RELIGION Alors que la date du conclave se fait toujours attendre, la presse italienne relance le «Vatileaks»...

A.-L.B. avec AFP
— 
Illustration du Vatican, avec la basilique Saint-Pierre, le 7 mars 2013.
Illustration du Vatican, avec la basilique Saint-Pierre, le 7 mars 2013. — A. Tarantino/AP/SIPA

Alors que les réunions «pré-conclaves» battent leur plein au Vatican, la presse italienne a relancé l'affaire Vatileaks, du nom du scandale des fuites du Vatican. Le quotidien La Repubblica a ainsi fait parler une «gorge profonde» présentée comme un prélat ou un prêtre. Cette source réaffirme des éléments déjà parus dans la presse sur l'existence d'une vingtaine d'hommes et de femmes du Vatican, laïcs et prélats, qui auraient contribué à alimenter la fuite de documents «Vatileaks» en 2012.

Lors du procès du majordome de Benoît XVI, Paolo Gabriele, en octobre, la thèse d'un homme ayant agi seul avait été retenue par la justice vaticane. Ce majordome, condamné, avait été par la suite gracié par le souverain pontife.

Source anonyme haut placée

L'interview de cette personne anonyme dans La Repubblica, dont l'authenticité et la capacité à parler des secrets du Vatican est à démontrer, intervient au moment même où le rapport des trois cardinaux à la retraite sur «Vatileaks», resté confidentiel et destiné au successeur de Benoît XVI, a vraisemblablement été évoqué dans les «congrégations», ces réunions «pré-conclave».

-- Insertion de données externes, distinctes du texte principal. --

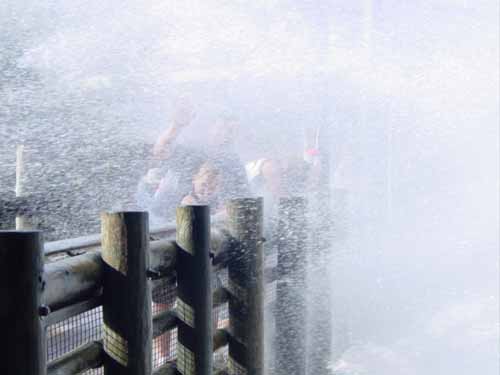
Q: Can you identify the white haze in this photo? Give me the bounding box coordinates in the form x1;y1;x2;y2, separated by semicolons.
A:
0;0;500;375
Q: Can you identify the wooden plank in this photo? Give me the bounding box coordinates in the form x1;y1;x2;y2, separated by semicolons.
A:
42;252;104;310
176;206;213;375
0;231;46;375
101;212;153;375
228;198;264;375
275;197;307;375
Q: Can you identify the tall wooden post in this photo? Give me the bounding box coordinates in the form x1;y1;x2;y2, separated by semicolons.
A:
0;231;46;375
307;127;334;374
101;212;152;375
15;145;32;230
228;198;264;375
176;206;213;375
275;197;307;375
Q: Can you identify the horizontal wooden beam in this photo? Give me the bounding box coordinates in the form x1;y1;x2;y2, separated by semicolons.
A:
153;362;179;375
47;341;104;375
44;224;175;255
43;295;102;327
149;239;177;275
42;252;104;310
213;287;230;307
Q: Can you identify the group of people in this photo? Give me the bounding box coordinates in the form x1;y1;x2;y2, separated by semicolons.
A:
137;103;330;364
137;107;319;229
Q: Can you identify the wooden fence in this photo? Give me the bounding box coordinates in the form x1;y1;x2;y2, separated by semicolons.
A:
0;198;330;375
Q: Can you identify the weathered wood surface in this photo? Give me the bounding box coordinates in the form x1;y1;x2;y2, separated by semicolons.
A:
176;206;213;375
42;240;177;310
42;252;104;310
44;224;175;255
275;197;307;375
47;341;104;375
212;287;231;307
102;212;153;375
0;231;46;375
228;198;264;375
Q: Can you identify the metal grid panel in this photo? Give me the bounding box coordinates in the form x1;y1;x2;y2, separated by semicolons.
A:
153;277;177;368
47;264;234;375
47;307;102;362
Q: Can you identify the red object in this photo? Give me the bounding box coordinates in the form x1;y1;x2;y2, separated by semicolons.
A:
306;148;319;156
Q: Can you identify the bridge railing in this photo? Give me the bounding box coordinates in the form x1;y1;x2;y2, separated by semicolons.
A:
0;198;314;375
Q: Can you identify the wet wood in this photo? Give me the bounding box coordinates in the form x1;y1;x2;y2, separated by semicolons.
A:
102;212;153;375
0;231;46;375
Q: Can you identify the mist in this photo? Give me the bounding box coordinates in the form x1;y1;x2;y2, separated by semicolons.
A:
0;0;500;375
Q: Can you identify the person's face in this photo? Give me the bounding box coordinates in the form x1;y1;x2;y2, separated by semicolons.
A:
193;169;220;200
210;120;238;146
262;160;283;194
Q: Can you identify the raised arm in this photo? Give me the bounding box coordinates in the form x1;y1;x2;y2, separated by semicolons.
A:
153;106;194;158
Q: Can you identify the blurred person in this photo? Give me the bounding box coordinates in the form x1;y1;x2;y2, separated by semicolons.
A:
136;107;206;225
153;107;249;206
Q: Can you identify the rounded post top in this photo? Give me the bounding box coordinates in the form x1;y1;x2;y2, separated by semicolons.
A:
0;229;42;236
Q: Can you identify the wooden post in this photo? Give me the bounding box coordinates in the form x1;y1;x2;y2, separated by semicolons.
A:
0;231;46;375
228;198;264;375
275;197;307;375
176;206;213;375
15;145;32;230
101;212;152;375
307;127;334;374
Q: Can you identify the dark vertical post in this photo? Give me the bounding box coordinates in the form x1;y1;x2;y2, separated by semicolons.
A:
275;197;307;375
0;231;46;375
101;212;152;375
228;198;264;375
176;206;213;375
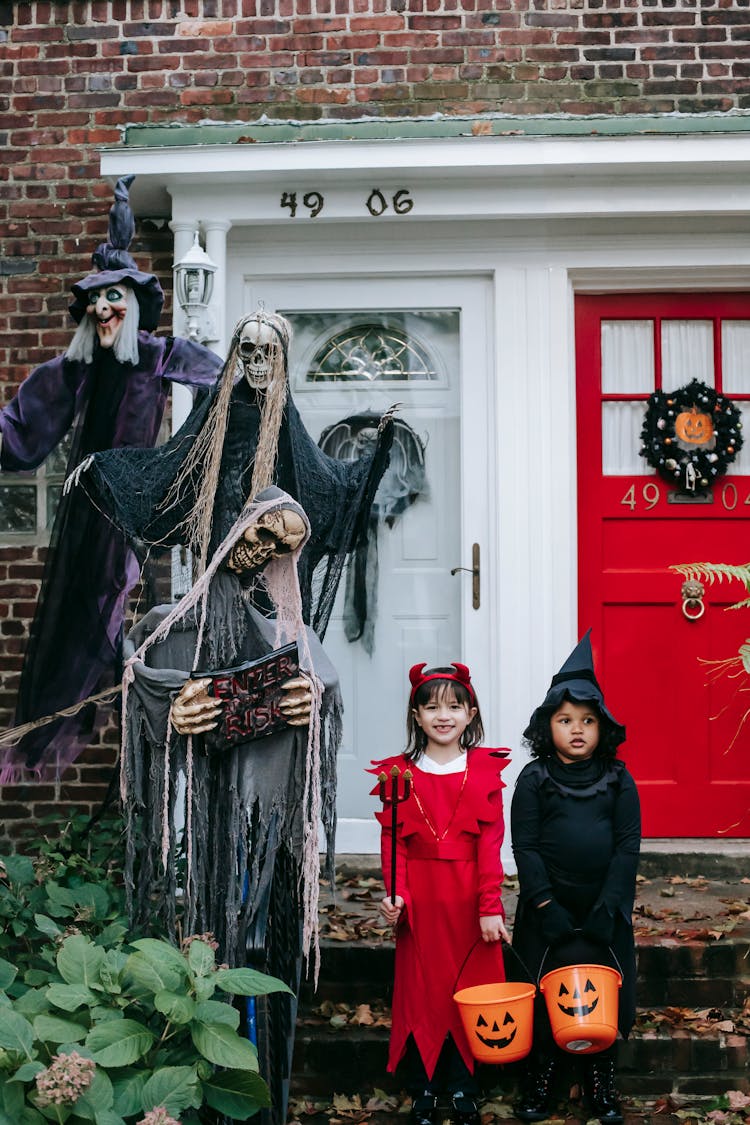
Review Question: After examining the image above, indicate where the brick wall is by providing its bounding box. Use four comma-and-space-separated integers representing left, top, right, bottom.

Le quotidien La Stampa affirme qu'un prélat a demandé les noms de deux laïcs impliqués dans la fuite de documents, qui seraient contenus dans le rapport secret. Il se serait vu opposé une fin de non recevoir par les cardinaux de Curie, Angelo Sodano et Tarcisio Bertone, qui organisent les travaux.

«Lobby gay» évoqué

Déjà La Repubblica avait sorti, juste après la renonciation du pape, des pseudo-révélations sur «un lobby gay» au Vatican, qui a vigoureusement démenti. La source anonyme affirme que certains de ceux qui ont aidé Gabriele se trouvent dans la hiérarchie du Vatican et dit connaître des noms de prélats et de laïcs du prétendu «lobby gay», qui serait évoqué dans le rapport.

Selon cette source, Benoît XVI «n'a pas démissionné en raison de l'affaire Vatileaks ni en raison de pressions». Mais «sa démission a été un défi pour que soit réalisé ce qu'il n'a pas réussi à faire: une Eglise libre, forte et transparente».

Scandale de la pédophilie

Au Vatican, on relevait le caractère anonyme et non vérifié de toutes ces informations, qui surviennent à un moment crucial pour l'Eglise.

Par ailleurs le lourd scandale de la pédophilie dans l'Eglise continue de peser sur ces réunions «pré-conclave» des cardinaux. L'organisation américaine d'anciennes victimes de prêtres pédophiles SNAP a dressé la liste de douze cardinaux qu'elle qualifie de «salopards», qui, selon elle, ne doivent pas devenir papes. Sans que rien de délictueux ne leur soit attribué, ils se voient reprocher des propos défendant l'Eglise, le clergé et Benoît XVI au long de ces dernières années.